When beginners get started with machine learning, the inevitable question is “what are the prerequisites? What do I need to know to get started?”

And once they start researching, beginners frequently find well-intentioned but disheartening advice, like the following:

You need to master math. You need all of the following:

– Calculus

– Differential equations

– Mathematical statistics

– Optimization

– Algorithm analysis

– and

– and

– and ……..

A list like this is enough to intimidate anyone but a person with an advanced math degree.

It’s unfortunate, because I think a lot of beginners lose heart and are scared away by this advice.

If you’re intimidated by the math, I have some good news for you: in order to get started building machine learning models (as opposed to doing machine learning *theory*), you need less math background than you think (and almost certainly less math than you’ve been told that you need). If you’re interested in being a machine learning *practitioner*, you don’t need a lot of advanced mathematics to get started.

But you’re not entirely off the hook.

There are still prerequisites. In fact, even if you can get by without having a masterful understanding of calculus and linear algebra, there are *other prerequisites* that you absolutely need to know (thankfully, the real prerequisites are much easier to master).

## Math is not the primary prerequisite for machine learning

If you’re a beginner and your goal is to work in industry or business, math is not the primary prerequisite for machine learning. That probably stands in opposition to what you’ve heard in the past, so let me explain.

Most advice on machine learning is from people who learned data science in an academic environment.

Before I go on, I want to emphasize that this is not a jab. Using the term “academic” is not meant to be an insult. People who work in academia frequently build the tools that people in industry use. And through research, they also push the field forward. I admire these people.

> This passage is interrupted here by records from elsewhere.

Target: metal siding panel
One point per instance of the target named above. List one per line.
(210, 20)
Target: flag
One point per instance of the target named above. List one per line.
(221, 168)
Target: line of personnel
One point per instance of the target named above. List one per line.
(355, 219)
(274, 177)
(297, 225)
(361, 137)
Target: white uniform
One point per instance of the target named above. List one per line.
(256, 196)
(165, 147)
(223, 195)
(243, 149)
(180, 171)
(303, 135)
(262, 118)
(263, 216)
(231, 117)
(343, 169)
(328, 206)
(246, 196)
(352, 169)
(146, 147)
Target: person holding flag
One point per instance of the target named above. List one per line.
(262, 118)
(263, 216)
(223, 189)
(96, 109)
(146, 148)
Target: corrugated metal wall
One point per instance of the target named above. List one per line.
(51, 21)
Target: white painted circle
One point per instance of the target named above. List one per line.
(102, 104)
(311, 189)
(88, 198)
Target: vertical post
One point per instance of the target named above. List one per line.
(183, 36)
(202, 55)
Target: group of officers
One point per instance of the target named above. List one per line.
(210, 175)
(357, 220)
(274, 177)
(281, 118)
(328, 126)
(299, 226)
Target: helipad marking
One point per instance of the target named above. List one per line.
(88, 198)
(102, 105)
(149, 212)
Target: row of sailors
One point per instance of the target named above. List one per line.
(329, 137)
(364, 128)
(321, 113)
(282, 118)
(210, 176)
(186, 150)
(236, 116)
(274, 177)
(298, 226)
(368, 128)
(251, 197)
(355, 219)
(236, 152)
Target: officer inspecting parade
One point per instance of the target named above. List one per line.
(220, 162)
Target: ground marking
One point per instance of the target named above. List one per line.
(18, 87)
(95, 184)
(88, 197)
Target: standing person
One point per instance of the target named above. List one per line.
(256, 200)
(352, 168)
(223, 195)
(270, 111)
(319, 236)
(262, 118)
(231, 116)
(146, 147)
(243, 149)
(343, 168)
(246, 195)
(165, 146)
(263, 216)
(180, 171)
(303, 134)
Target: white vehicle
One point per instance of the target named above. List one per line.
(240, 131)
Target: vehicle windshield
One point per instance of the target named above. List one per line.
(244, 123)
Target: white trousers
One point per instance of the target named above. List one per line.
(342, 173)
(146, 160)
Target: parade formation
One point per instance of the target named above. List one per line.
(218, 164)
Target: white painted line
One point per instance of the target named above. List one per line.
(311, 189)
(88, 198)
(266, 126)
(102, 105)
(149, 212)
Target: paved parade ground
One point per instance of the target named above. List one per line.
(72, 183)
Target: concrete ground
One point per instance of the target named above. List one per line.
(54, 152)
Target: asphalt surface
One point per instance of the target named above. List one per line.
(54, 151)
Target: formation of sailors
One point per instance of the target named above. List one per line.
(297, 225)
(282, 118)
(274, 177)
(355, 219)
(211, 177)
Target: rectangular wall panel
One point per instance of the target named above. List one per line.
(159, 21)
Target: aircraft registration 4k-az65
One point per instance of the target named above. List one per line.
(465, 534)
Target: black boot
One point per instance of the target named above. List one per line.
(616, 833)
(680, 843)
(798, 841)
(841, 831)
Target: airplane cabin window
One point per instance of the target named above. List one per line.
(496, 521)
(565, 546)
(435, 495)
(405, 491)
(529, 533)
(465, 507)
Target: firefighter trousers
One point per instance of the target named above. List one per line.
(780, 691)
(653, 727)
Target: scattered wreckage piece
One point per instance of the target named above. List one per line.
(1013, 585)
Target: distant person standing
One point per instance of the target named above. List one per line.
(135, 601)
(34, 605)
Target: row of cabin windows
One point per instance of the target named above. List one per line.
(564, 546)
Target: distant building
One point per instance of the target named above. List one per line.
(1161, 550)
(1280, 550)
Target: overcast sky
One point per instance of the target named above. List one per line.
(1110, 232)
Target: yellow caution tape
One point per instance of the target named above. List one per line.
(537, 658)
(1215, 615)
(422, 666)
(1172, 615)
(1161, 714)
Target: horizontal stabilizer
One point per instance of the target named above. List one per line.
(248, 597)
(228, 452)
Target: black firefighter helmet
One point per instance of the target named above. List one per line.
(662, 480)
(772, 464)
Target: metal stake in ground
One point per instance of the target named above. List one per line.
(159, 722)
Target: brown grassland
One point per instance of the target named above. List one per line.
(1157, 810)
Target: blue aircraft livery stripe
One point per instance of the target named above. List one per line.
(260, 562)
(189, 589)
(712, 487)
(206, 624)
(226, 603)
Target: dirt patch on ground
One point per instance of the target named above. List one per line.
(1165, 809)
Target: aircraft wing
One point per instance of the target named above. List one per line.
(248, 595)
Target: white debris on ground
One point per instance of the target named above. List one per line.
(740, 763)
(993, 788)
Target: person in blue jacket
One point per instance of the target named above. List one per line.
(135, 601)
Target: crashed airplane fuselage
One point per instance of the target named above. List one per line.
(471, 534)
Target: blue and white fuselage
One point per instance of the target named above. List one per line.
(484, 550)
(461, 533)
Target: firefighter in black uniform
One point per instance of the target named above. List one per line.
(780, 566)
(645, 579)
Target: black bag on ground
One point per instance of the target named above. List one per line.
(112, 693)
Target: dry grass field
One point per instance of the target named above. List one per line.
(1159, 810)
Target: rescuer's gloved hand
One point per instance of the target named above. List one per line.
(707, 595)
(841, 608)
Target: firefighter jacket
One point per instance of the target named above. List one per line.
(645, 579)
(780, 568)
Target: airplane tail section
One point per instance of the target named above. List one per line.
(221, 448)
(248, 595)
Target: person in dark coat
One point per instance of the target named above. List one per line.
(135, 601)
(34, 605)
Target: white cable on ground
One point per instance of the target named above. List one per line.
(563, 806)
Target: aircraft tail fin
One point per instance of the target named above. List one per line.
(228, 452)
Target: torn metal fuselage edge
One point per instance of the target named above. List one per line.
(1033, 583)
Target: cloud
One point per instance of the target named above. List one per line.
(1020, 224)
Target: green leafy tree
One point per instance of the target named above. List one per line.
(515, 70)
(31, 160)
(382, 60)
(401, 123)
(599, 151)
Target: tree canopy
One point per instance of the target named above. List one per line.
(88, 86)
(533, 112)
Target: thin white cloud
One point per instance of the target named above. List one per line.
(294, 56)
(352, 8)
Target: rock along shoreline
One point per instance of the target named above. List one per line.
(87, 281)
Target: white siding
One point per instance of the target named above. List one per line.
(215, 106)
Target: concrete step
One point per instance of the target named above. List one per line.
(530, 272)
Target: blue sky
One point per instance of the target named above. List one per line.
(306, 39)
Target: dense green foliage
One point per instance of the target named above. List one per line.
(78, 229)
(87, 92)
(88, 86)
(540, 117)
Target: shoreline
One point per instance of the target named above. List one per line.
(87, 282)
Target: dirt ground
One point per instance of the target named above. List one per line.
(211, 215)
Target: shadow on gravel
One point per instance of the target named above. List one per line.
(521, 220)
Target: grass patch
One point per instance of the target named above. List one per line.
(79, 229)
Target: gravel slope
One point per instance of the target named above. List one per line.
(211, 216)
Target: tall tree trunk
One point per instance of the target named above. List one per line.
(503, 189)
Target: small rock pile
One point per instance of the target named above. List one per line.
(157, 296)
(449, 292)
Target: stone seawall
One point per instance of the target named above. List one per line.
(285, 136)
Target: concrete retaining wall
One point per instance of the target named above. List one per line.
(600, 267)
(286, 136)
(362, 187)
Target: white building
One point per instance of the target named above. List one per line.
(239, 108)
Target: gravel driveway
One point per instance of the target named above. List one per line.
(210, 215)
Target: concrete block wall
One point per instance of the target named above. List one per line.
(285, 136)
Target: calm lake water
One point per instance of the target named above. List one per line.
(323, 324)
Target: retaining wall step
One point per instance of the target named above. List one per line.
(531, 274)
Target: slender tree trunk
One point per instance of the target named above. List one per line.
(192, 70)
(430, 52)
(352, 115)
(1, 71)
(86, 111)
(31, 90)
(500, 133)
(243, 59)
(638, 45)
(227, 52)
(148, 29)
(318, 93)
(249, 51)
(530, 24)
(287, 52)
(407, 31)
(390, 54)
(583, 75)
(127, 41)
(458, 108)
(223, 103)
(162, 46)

However, there are different incentives in an academic environment. Those incentives shape the mindset and work of people in academia differently than the incentives of people who work in industry. Moreover, the incentives shape the training of people entering academia: students in an academic environment are trained to be productive largely as scholars and researchers.

In an academic environment, individuals are rewarded (largely) for producing novel research, and in the context of ML, that truly does require a deep understanding of the mathematics that underlies machine learning and statistics.

In industry though, in most cases, the primary rewards aren’t for innovation and novelty. In industry, you’re rewarded for creating business value. In most cases, particularly at entry levels, this means applying existing, “off the shelf” tools. The critical fact here, is that existing tools almost all take care of the math for you.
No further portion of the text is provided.